In the twilight of his Hall of Fame career, goaltender Jacques Plante enjoyed a remarkable renaissance, a throwback to his dominance in the nets.
He was asked how this happened and he smiled slyly, which was how he always smiled.“ Ahh, I am getting old,’’ he said in his French Canadian accent. “I am slowing down and I am having trouble getting out of the way of the puck.’’
Who could argue with that logic? And the same case might be made for Marc-Andre Fleury, whose brilliant play led the expansion Vegas Golden Knights deep into the Stanley Cup playoffs.
Fleury is 33 and has been in the NHL since he was the No. 1 draft choice pick of the Pittsburgh Penguins in 2003. He had played in nearly 700 games for the Penguins and owns three Stanley Cup championship rings.
Last summer, Pittsburgh decided that between Fleury’s age and salary, it was time to move on. The old goalie had seen 14 years worth of pucks flying at him. That is a lot of rubber, a lot of shots. He was slowing down. But then, you know what Jacques Plante said about that.
Pittsburgh’s front office decided that younger, cheaper Matt Murray would be the Penguins’ goalie. Fleury was left exposed in the expansion draft and snatched up by the new Las Vegas franchise as their first choice.
When he arrived in town, Fleury found goaltender coach Dave Prior, who knows a thing or two about this particular craft. It was a perfect match and together they have been pivotal parts of a magical season that delivered a division championship to Vegas and now has the Golden Knights on the cusp of the Stanley Cup finals.
Prior packs plenty of wisdom in his relationship with Fleury, talking him through the rough patches that every goaltender experiences. He had lobbied for Vegas to pick the ex-Penguin and when they did, Fleury became the face of the franchise. With Prior in his corner, he responded with a brilliant season, 29 wins in 46 starts, with a 2.24 goals against average and a .927 save percentage, the best marks of his career.

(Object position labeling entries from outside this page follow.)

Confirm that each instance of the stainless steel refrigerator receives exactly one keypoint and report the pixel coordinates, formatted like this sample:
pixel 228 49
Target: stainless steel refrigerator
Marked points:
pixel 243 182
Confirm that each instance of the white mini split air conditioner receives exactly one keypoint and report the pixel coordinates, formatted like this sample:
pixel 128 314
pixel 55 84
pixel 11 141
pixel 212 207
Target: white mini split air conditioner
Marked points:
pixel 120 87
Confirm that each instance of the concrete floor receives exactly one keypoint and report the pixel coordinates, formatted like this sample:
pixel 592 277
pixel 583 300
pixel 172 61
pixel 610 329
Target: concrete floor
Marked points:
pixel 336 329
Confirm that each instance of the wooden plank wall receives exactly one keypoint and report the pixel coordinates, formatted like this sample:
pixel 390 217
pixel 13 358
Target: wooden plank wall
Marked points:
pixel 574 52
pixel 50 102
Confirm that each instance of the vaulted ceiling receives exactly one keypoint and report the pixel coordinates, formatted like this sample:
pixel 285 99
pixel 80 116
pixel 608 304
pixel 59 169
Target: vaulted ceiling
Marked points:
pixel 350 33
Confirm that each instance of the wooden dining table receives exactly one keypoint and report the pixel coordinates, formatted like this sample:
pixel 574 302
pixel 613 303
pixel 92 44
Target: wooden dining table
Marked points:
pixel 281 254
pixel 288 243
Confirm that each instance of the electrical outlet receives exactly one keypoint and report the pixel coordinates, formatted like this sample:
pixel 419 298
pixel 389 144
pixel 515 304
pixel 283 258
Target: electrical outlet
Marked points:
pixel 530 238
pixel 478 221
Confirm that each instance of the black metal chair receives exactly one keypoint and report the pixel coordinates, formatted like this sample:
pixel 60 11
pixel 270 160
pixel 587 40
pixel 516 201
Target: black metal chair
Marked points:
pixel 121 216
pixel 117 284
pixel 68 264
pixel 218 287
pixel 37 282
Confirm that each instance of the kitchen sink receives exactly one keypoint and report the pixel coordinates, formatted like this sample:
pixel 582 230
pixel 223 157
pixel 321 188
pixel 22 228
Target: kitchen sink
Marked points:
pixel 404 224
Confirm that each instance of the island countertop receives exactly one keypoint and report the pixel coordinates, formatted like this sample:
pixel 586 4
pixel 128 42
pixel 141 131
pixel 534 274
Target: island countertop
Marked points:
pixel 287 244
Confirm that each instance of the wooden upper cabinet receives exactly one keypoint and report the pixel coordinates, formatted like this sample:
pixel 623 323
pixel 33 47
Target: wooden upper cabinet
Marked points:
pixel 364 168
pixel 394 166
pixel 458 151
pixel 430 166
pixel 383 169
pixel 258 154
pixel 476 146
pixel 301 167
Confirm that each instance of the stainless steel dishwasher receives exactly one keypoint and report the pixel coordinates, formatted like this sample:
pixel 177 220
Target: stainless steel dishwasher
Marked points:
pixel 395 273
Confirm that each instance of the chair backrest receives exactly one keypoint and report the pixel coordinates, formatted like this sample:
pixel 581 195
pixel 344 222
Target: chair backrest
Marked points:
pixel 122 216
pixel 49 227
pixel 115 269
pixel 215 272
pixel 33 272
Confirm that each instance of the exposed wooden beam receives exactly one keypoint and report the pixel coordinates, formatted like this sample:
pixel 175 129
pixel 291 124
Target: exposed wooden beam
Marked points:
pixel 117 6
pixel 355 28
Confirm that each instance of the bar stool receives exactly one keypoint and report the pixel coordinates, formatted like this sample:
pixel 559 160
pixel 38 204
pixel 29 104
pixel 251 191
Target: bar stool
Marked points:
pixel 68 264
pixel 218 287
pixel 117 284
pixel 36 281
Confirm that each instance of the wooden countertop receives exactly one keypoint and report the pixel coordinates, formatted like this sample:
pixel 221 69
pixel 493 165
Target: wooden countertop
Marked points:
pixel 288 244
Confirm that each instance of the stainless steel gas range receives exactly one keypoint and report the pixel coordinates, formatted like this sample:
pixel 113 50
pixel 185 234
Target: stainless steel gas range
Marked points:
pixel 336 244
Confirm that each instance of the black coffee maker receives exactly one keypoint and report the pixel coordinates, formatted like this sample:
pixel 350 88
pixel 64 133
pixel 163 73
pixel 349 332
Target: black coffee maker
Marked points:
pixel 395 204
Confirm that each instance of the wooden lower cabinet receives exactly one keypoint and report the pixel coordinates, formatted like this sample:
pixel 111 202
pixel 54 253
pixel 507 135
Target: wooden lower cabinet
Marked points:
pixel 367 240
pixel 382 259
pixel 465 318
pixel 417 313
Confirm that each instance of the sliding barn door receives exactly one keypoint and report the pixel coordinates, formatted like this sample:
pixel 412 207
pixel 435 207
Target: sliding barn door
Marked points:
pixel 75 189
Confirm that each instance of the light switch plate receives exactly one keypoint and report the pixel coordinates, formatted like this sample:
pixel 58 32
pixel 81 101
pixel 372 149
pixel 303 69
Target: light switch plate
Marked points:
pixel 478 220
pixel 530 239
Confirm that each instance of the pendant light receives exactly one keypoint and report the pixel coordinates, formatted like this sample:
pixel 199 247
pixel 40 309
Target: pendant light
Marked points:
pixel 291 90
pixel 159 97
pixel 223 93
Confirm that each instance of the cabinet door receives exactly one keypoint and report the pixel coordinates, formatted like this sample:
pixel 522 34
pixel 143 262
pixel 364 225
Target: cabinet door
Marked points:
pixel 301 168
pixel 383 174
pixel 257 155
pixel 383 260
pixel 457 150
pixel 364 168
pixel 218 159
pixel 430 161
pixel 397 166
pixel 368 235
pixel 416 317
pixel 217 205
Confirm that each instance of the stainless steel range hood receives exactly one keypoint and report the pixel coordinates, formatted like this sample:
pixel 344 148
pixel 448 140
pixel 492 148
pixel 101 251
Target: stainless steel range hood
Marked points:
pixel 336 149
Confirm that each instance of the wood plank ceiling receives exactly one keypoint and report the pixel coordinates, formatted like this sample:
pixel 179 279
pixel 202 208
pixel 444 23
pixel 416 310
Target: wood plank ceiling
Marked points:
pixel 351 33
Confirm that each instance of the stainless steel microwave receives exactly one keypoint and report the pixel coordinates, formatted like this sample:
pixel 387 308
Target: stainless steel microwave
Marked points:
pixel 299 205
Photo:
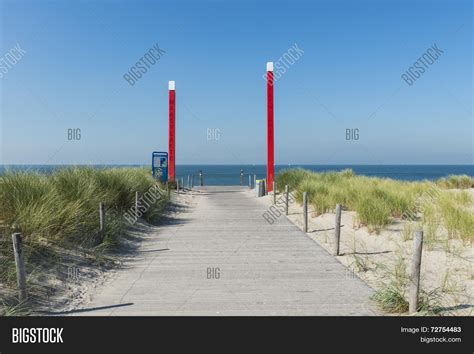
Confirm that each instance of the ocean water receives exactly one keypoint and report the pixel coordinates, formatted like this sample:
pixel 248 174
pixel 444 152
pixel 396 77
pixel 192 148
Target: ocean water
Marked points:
pixel 230 174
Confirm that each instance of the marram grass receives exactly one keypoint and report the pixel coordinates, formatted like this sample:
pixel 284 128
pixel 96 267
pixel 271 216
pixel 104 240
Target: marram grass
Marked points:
pixel 61 211
pixel 379 201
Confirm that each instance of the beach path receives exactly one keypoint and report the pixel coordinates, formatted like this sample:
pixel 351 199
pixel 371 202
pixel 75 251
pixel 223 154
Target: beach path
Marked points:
pixel 219 256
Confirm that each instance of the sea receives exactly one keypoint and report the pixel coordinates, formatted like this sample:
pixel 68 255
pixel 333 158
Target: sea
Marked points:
pixel 230 174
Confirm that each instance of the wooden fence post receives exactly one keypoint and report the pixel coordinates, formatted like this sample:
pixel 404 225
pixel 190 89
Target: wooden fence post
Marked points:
pixel 137 195
pixel 337 229
pixel 305 212
pixel 415 271
pixel 101 219
pixel 20 266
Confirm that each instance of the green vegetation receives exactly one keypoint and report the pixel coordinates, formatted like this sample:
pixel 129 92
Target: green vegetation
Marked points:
pixel 378 201
pixel 60 211
pixel 456 181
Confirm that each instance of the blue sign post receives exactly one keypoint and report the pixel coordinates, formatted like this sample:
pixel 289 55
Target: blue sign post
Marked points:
pixel 159 165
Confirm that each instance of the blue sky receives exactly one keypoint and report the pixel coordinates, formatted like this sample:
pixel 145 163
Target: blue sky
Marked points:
pixel 348 77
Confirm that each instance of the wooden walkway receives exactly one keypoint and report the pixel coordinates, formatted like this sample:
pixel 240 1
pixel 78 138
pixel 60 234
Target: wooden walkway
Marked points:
pixel 221 257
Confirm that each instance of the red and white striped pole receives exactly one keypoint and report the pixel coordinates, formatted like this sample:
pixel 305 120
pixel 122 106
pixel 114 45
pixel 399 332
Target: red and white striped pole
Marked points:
pixel 270 135
pixel 171 130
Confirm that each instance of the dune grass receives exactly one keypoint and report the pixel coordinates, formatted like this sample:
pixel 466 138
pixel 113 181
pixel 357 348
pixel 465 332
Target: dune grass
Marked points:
pixel 61 211
pixel 378 201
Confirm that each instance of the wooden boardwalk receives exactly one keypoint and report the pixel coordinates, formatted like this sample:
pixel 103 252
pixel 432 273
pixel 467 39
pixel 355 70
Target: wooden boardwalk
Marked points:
pixel 221 257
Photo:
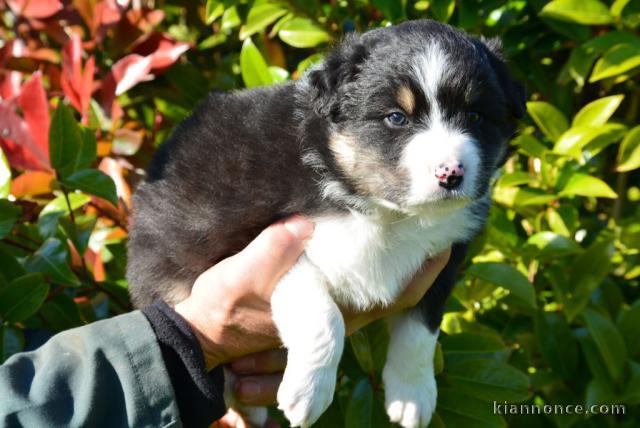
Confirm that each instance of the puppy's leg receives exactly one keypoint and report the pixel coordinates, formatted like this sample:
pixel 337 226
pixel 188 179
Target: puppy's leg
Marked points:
pixel 410 385
pixel 255 415
pixel 312 329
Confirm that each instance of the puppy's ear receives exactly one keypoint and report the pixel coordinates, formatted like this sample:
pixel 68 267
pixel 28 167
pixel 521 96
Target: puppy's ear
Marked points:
pixel 514 91
pixel 340 67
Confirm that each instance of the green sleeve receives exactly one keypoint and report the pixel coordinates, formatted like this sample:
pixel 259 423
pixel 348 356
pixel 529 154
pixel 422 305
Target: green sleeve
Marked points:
pixel 109 373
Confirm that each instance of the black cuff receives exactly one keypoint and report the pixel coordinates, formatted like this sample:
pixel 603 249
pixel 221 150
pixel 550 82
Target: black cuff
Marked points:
pixel 199 394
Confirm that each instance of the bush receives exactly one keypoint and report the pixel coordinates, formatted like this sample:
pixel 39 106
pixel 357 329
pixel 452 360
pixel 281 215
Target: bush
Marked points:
pixel 547 310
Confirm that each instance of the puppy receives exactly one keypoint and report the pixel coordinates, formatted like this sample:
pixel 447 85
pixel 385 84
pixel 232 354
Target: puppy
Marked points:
pixel 389 146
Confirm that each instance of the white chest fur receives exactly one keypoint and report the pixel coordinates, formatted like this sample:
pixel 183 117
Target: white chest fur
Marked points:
pixel 367 261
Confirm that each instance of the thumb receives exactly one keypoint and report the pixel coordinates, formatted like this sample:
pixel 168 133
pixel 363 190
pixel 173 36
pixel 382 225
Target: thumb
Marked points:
pixel 272 253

The couple have worked well together, largely because of the respect they have for each other. Fleury’s role models as a youngster were goalies that Prior had coached. Their pairing has been perfect.
When the Golden Knights first showed up in this show town, Vegas was unimpressed with the roster of leftovers supplied by the rest of the NHL teams. That’s what expansion teams are supposed to be, rosters of washed up veterans or youngsters who are more suspects than they are prospects.
Even with a familiar goalie like Fleury in place, the professional odds-makers in this town quoted the Golden Knights as 500-1 shots to make the playoffs. The odds are much better today.
And by the way, Matt Murray and the Penguins are watching all this from home. They were eliminated from the playoffs a couple of rounds ago.